As for groups with reasons to want to make the president happy that are moving their events to the Trump Hotel D.C. this year, the Border Patrol Foundation’s 10th annual recognition dinner is scheduled there for October (from 2015 through 2017, it’d been held across the street at the JW Marriott). The hotel is hosting food-service distributor Labatt for two different three-night sales trips this summer, and each trip appears to be bringing more than 100 guests to the hotel.

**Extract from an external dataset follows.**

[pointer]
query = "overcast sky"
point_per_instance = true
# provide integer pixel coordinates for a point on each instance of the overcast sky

And then there’s the International Federation of Pharmaceutical Wholesalers; its biennial general membership meeting—where it “strives to provide companies with the insight needed to be successful in a changing marketplace and showcase the industry from the perspective of pharmaceutical distribution”—will be at the Trump International Hotel D.C. in October. “When you have the president claiming to want to take action on controlling drug prices at the same time his company is getting paid by pharmaceutical special interests that probably have a very different interest on that issue, that raises a question of whether he’s deciding these kinds of issues—that are important issues for the American people—based on what’s in the public interest, or based on who’s paying him,” Bookbinder said.

As for hotel executives, they don’t seem to have qualms pursuing clients whose business could be considered to be a conflict of interest for the hotel’s owner.

On June 27, for example, the hotel’s director of corporate sales, Christopher R. Monico, emailed members of an association, reminding them that the hotel is part of the association’s preferred rate program and advertising its special promotional rate and complimentary upgrade for the group’s members. Also, if they book a room, to “forward me a copy of the hotel confirmation so I may personally look after the reservation.”

That group? The American Bar Association, the national voice of the legal profession.